Some advice: Avoid top-ten, absolutely-everyone-has-seen-it comparisons. Don’t use The Office or Harry Potter or Star Wars unless you have a less obvious comp to add. There are a ton of scifi comedy audio dramas, and they all get compared to Hitchhiker’s Guide to the Galaxy, the most wildly successful and influential audio drama of the last fifty years. LOL you’re gonna roll your eyes at my own comps below.
For more advice, listen to this 18-minute episode of Writing Excuses. Screenwriter Terry Rossio also warns against naming two extremely different titles unless that’s the point.
I like to comp my show Roommate From Hell to:
Broad City: Both are about two young women with a Perfect Strangers dichotomy—but who are usually on the same team. (When your main characters fanatically love each other, they can get away with being horrible to everyone else.) Both shows are very silly and cartoonish. But Broad City doesn’t have a fantasy element, so I have to add another comp.
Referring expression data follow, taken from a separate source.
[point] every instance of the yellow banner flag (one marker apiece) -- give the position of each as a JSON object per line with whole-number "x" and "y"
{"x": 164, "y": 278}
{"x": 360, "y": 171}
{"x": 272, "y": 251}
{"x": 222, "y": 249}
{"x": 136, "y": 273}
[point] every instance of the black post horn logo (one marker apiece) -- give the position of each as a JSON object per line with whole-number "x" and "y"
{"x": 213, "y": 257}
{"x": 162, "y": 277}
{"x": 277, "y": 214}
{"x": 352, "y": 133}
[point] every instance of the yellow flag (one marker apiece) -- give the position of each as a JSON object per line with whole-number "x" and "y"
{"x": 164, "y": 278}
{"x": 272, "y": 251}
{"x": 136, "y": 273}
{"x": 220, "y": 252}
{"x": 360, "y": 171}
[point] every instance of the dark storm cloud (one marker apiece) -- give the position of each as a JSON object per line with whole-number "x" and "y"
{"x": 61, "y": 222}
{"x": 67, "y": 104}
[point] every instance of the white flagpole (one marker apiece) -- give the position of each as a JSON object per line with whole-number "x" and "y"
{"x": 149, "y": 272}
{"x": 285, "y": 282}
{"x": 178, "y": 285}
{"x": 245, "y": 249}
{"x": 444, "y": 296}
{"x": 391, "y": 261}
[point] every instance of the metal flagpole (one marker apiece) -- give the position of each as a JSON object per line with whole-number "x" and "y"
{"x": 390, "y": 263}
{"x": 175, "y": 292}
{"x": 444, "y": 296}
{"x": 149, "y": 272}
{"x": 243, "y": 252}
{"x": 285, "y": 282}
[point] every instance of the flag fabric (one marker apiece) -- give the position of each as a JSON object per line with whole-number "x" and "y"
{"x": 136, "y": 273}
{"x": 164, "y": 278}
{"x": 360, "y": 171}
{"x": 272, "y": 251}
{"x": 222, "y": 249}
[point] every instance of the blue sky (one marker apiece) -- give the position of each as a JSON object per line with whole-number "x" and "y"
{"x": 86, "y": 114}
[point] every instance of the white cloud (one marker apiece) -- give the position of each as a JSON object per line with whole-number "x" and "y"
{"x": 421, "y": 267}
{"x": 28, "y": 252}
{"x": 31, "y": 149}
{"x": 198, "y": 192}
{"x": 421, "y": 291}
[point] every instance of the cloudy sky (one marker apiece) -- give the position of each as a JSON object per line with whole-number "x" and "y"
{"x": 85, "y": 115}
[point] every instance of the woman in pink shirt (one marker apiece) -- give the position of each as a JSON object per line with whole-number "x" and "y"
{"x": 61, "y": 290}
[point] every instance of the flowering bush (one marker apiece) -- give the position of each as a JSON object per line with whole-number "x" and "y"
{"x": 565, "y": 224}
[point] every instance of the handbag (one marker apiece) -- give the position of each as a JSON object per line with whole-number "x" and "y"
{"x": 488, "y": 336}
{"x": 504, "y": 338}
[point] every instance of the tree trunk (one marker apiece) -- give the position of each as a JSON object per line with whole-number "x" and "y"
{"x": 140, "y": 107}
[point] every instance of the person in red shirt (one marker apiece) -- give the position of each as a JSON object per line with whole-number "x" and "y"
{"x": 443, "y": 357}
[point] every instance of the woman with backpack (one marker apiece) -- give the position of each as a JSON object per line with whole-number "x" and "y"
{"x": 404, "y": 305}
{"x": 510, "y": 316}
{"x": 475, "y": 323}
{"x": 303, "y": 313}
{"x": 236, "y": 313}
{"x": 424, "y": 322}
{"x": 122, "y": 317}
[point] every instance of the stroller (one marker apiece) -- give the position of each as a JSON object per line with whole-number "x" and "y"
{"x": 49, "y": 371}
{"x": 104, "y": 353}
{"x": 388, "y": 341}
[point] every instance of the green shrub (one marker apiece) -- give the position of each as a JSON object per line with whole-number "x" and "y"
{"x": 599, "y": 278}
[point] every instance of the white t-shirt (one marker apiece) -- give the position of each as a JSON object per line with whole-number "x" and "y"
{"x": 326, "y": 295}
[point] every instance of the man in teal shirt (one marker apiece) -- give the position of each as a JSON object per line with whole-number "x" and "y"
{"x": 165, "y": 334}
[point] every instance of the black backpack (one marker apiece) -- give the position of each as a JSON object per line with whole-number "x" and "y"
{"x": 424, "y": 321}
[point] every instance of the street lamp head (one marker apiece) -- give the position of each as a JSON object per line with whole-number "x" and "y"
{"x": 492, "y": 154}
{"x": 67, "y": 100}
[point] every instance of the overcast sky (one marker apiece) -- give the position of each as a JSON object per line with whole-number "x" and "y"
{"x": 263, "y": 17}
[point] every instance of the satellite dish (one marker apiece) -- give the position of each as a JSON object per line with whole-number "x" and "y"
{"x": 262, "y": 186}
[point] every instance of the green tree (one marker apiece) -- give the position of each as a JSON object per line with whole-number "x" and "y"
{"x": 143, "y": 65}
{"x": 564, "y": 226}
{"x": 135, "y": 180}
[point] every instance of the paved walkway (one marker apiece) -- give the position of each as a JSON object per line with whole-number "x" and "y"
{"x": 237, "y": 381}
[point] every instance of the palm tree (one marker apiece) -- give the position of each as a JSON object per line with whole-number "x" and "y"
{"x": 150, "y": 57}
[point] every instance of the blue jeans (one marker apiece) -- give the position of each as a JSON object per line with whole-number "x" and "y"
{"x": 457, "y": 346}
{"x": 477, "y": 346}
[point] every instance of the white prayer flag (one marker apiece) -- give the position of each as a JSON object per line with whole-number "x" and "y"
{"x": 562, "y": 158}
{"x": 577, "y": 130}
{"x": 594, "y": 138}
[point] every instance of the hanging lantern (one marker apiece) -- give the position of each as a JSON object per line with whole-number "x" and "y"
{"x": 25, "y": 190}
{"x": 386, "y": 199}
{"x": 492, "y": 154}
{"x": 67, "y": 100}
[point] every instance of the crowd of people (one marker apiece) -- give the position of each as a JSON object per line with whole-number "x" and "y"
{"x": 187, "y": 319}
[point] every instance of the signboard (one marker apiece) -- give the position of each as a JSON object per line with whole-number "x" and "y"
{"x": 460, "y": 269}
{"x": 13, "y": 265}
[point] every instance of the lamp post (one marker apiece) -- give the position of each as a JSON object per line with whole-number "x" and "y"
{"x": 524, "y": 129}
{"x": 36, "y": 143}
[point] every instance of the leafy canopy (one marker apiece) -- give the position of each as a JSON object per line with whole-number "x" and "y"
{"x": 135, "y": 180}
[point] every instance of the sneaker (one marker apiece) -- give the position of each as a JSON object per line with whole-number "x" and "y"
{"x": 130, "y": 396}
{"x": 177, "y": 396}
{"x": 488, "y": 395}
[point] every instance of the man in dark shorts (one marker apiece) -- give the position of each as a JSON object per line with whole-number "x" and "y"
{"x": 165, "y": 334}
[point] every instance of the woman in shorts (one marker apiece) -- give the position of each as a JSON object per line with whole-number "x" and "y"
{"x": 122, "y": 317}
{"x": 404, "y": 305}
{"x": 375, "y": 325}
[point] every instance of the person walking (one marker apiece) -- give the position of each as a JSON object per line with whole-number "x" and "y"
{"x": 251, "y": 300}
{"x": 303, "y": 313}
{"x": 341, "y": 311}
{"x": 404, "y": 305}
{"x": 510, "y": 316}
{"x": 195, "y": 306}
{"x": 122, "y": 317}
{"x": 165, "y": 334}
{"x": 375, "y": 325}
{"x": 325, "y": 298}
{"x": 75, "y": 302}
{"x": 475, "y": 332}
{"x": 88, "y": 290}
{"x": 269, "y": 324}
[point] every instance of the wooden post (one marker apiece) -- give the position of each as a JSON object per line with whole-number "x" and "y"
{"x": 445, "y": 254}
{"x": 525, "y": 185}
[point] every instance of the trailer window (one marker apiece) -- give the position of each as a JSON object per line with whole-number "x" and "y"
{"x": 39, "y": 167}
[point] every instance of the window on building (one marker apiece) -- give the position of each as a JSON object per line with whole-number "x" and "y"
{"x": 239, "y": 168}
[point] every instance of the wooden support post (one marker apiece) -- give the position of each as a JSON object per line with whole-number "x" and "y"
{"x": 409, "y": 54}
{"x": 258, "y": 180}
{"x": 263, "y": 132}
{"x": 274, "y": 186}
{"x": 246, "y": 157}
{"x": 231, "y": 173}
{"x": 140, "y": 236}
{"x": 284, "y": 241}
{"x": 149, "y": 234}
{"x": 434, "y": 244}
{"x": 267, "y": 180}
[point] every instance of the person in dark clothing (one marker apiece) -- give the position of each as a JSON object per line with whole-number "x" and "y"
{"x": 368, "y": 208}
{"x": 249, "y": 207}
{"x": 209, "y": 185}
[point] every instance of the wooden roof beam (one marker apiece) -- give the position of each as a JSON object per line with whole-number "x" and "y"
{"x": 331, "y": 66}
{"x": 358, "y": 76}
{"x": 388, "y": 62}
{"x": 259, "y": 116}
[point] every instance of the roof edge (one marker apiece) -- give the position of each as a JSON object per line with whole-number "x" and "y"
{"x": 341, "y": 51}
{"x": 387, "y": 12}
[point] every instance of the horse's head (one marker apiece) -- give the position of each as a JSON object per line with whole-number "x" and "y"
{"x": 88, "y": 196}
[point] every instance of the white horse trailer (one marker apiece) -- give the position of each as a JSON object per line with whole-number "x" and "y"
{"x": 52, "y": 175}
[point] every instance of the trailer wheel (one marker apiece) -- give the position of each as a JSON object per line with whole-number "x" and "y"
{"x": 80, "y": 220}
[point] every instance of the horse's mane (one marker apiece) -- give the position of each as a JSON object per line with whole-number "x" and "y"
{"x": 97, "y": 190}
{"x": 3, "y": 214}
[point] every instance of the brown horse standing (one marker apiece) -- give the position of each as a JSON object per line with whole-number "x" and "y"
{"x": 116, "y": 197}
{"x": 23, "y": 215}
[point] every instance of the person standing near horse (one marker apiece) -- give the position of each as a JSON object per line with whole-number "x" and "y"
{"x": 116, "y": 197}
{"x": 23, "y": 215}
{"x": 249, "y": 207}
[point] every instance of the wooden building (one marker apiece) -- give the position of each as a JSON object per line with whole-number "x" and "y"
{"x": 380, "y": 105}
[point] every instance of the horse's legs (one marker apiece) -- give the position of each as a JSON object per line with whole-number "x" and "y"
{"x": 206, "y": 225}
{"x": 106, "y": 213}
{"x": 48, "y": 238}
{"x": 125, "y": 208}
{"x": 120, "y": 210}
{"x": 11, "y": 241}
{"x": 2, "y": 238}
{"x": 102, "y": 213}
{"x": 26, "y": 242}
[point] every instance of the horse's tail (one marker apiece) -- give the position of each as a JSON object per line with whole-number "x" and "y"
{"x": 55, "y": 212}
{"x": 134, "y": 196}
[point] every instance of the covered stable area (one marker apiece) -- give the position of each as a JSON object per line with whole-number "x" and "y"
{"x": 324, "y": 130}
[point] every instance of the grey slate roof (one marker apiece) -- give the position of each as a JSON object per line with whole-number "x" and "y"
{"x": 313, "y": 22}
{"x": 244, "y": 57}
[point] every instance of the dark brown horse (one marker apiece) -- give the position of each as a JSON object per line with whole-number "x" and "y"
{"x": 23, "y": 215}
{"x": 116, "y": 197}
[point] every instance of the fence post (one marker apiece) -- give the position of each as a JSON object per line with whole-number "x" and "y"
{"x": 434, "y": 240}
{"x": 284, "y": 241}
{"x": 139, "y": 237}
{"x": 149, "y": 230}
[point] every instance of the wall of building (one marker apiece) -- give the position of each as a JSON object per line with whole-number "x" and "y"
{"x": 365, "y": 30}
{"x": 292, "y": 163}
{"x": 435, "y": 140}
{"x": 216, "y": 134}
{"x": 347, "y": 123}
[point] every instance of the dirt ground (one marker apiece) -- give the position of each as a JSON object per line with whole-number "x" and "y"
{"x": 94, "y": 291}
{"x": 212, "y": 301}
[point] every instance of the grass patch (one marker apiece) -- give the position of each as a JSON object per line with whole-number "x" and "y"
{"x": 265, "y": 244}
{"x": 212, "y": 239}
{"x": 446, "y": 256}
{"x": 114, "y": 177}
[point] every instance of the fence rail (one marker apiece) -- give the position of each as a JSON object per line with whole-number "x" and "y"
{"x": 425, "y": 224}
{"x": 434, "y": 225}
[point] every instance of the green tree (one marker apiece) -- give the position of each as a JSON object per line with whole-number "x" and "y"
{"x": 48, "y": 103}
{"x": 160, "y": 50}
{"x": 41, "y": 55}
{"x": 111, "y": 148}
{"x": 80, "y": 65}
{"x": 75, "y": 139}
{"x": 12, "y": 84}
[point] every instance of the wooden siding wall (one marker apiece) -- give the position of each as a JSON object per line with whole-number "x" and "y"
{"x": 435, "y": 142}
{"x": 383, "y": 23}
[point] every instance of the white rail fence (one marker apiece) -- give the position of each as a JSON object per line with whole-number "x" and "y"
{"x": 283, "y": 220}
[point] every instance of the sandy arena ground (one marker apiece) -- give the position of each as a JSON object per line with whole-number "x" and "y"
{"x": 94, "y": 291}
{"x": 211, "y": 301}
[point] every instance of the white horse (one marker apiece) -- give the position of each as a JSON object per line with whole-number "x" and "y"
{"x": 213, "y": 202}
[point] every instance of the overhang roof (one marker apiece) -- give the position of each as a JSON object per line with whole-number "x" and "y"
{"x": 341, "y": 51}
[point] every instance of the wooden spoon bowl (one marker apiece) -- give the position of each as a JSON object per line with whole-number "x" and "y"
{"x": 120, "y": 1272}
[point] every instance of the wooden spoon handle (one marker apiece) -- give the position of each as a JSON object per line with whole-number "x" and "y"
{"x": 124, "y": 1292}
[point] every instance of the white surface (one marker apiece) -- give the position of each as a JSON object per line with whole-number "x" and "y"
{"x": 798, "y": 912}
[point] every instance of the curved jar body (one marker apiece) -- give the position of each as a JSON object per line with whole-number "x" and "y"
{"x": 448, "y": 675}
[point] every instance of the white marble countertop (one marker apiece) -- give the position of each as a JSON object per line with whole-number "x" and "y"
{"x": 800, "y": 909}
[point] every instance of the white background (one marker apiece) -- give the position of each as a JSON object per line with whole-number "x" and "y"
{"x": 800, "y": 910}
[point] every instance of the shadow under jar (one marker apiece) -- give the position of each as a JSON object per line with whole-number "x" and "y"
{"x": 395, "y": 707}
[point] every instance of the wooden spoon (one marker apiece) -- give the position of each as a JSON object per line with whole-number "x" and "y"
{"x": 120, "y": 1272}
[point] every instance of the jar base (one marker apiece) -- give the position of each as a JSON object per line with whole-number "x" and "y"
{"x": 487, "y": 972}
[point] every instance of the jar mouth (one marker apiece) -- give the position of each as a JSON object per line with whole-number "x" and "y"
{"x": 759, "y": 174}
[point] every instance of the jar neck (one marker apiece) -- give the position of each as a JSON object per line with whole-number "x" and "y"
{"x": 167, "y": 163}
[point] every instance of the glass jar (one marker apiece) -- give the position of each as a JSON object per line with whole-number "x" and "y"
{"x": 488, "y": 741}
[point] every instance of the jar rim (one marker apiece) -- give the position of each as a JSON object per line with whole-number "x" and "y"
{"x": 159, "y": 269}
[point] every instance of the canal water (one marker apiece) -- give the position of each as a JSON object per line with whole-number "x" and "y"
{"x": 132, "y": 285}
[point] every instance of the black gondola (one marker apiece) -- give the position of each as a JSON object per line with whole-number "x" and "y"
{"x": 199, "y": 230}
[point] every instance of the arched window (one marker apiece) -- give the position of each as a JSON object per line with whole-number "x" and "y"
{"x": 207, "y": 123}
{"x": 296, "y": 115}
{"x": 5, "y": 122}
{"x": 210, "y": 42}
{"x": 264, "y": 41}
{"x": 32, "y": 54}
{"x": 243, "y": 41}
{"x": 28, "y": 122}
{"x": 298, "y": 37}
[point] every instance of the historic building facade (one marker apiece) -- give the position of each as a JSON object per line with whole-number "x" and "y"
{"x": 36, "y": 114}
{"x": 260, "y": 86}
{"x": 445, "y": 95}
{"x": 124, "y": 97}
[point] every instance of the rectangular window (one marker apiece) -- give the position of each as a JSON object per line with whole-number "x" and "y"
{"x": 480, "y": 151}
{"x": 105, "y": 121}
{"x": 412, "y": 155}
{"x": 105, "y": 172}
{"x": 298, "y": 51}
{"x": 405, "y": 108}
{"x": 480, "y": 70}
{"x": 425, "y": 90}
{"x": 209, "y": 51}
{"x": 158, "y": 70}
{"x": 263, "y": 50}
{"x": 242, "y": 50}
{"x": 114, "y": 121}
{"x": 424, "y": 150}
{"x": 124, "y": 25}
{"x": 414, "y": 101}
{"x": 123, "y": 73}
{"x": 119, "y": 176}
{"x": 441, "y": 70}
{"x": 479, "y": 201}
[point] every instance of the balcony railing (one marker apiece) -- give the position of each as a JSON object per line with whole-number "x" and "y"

Rick & Morty: Foul-mouthed, sharp, creative cartoon that can get emotionally heavy in that specific Dan Harmon way. If you’ve seen Rick & Morty then you get it. But it’s also the favorite show of guys who quote too much Monty Python, and if you haven’t seen the show, you’re thinking of those guys instead, so my comp is ruined.
The Good Place: This show came out a year or two into Roommate’s development, but its themes and premise came close enough to ours that it ended up being an anti-influence: once they “did” certain ideas, like an evil entity learning human morality, we couldn’t do the same without feeling like copycats. But I think Good Place fans would like our show.
What We Do in the Shadows: Now here we’re getting nice and specific. It’s less likely that you’ve seen this movie and show, but it’s a much closer parallel. Both are about mythical creatures turned mundane and mockable. Both are pretty wacky. Both are “horror comedy” with no actual horror.
Some other comps: Buffy is “horror tropes done quippy and modern, with a monster of the week.” Most season 1 episodes are basically Abbott and Costello Meet the Monsters. And you could call us “Portlandia with monsters” because we parody “young person in a city” life as much as we parody horror.
Now, some new audio drama recs, with my comp titles:
The Offensive is The Thick of It or Veep but with the managers of a fictitious UK football club.
Victoriocity is like if Terry Pratchett did full-on steampunk.
The Cryptonaturalist is a bestiary like the original Fantastic Beasts and Where to Find Them, or the “find it under the coffee table at the bed and breakfast” classic Gnomes, or Borges’s Book of Imaginary Beings. It also resembles the Writer’s Almanac. And it’s a natural pickup for fans of Welcome to Night Vale.
The Shadows is like the Joe Swanberg movies Drinking Buddies and Hannah Takes the Stairs, with a little bit of Being John Malkovich puppetry motif, and some Michel Gondry whimsy.